GettingAndCleaningData

Coursera assignment

The purpose of this project is to collect, work with, and clean a data set. The goal is to prepare tidy data that can be used for later analysis.

Data Set Information:

The experiments have been carried out with a group of 30 volunteers within an age bracket of 19-48 years. Each person performed six activities (WALKING, WALKING_UPSTAIRS, WALKING_DOWNSTAIRS, SITTING, STANDING, LAYING) wearing a smartphone (Samsung Galaxy S II) on the waist. Using its embedded accelerometer and gyroscope, we captured 3-axial linear acceleration and 3-axial angular velocity at a constant rate of 50Hz. The experiments have been video-recorded to label the data manually. The obtained dataset has been randomly partitioned into two sets, where 70% of the volunteers was selected for generating the training data and 30% the test data.

The sensor signals (accelerometer and gyroscope) were pre-processed by applying noise filters and then sampled in fixed-width sliding windows of 2.56 sec and 50% overlap (128 readings/window). The sensor acceleration signal, which has gravitational and body motion components, was separated using a Butterworth low-pass filter into body acceleration and gravity. The gravitational force is assumed to have only low frequency components, therefore a filter with 0.3 Hz cutoff frequency was used. From each window, a vector of features was obtained by calculating variables from the time and frequency domain.

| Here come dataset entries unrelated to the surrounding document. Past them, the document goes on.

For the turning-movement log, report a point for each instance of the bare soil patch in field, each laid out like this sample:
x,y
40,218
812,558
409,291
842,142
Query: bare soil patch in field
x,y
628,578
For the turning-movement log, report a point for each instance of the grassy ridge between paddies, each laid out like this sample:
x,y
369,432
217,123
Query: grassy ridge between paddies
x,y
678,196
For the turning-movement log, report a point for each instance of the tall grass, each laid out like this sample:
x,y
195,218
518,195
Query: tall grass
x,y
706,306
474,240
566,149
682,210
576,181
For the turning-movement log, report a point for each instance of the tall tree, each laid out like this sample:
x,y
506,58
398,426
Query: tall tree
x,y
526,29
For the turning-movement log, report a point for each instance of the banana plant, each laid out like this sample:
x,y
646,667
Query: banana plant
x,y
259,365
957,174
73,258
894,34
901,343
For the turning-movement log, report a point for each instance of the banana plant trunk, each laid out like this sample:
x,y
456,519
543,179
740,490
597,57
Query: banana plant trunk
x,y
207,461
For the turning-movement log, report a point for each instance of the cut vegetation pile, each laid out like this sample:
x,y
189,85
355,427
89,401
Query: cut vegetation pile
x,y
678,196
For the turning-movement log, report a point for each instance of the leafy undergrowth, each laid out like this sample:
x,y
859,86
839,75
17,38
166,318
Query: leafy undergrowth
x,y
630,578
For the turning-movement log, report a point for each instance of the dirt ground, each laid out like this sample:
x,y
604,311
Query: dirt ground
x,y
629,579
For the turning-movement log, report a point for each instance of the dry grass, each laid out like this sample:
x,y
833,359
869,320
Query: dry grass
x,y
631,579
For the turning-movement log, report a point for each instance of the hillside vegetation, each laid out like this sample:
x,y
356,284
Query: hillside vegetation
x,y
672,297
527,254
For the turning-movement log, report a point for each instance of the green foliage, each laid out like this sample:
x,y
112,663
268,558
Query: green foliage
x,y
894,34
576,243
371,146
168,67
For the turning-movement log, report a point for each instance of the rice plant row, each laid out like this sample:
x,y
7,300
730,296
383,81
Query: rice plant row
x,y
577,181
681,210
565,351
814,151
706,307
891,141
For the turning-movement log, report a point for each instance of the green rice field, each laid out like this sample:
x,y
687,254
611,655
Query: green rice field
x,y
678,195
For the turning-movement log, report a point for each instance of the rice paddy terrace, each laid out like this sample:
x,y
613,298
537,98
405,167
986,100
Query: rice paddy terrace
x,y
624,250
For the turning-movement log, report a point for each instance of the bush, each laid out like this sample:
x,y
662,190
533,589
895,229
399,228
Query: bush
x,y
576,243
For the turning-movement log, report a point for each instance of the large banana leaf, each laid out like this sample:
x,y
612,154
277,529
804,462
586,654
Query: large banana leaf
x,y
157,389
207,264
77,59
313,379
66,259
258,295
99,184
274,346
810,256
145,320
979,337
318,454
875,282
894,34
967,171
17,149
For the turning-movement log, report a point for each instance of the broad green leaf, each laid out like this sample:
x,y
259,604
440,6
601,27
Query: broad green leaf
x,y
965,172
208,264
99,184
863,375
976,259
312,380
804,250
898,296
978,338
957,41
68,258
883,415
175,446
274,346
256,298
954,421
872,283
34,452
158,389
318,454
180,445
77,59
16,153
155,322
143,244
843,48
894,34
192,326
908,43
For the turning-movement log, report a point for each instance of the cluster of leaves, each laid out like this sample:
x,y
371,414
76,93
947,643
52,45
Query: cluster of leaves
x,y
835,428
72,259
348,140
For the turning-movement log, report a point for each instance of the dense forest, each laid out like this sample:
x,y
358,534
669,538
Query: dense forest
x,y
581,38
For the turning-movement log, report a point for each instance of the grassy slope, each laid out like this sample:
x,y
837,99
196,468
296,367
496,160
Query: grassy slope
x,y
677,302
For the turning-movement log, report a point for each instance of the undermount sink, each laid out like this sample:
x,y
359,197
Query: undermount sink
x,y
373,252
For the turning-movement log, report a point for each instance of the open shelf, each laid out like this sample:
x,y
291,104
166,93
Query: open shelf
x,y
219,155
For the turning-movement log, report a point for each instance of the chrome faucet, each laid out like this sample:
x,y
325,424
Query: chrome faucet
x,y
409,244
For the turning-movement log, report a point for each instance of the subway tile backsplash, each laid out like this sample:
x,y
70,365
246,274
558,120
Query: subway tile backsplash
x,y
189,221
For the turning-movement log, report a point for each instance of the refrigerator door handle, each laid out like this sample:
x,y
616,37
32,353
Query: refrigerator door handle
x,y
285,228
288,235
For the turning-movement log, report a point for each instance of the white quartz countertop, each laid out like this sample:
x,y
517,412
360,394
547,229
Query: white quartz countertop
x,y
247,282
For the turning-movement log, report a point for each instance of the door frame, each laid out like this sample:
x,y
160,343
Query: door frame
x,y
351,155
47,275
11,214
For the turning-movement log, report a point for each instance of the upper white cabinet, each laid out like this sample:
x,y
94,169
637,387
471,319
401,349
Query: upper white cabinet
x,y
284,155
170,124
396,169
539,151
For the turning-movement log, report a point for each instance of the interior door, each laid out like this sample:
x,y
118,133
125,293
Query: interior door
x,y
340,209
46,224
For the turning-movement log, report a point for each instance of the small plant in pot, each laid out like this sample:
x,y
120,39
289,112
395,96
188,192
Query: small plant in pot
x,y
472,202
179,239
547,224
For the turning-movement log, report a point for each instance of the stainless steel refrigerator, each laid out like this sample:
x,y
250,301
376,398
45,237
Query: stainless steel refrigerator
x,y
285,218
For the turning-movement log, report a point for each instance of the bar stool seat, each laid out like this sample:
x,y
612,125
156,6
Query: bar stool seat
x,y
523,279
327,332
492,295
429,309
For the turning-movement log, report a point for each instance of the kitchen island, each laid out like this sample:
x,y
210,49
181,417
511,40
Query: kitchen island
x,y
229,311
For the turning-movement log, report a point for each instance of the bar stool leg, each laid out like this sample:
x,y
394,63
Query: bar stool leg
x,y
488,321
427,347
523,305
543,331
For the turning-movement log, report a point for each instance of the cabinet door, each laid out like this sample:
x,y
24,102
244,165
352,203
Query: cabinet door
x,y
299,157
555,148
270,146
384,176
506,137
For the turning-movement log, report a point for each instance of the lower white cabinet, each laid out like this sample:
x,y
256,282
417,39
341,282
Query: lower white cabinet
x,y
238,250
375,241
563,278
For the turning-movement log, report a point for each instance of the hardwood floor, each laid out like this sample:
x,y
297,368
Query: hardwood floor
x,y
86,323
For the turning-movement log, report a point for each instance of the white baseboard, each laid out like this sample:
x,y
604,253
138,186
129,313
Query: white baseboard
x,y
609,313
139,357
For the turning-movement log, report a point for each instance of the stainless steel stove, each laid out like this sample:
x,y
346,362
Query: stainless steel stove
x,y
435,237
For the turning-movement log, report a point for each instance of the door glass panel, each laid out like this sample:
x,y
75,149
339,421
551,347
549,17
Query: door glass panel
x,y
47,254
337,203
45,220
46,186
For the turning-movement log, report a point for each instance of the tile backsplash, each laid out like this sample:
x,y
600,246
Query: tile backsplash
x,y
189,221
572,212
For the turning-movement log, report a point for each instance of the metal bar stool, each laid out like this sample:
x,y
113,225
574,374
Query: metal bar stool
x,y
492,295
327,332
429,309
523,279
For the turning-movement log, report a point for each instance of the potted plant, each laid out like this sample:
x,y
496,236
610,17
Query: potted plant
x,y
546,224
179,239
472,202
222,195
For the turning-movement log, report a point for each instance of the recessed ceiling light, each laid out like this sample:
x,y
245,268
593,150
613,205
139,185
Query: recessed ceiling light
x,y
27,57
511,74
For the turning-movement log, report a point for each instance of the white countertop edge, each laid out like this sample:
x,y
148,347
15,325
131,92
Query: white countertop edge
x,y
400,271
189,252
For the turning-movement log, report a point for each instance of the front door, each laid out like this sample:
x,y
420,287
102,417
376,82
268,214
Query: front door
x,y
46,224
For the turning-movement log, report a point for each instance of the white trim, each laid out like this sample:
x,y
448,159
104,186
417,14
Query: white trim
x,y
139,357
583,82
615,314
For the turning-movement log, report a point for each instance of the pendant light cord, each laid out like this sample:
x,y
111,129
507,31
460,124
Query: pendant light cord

Check the README.txt file for further details about this dataset.

A video of the experiment including an example of the 6 recorded activities with one of the participants can be seen in the following link: Web Link

An updated version of this dataset can be found at Web Link. It includes labels of postural transitions between activities and also the full raw inertial signals instead of the ones pre-processed into windows.

Run the script

You can just run source("run_analysis.R") The script downloads an archive with data and stores it in archive.zip file. After that the archive will uncompressed to original folder structure. As soon as all files are available the same function ds runs against test and train folders to create corresponded datasets with merging lists of subjects and actions to create one combined data frame. Later readable action label is added to the data set to use the action labels and subject ids for aggregated result that is stored in data folder with file name avg_per_subj_per_act.txt.

Check CodeBook.md for more details about the script structure and variables.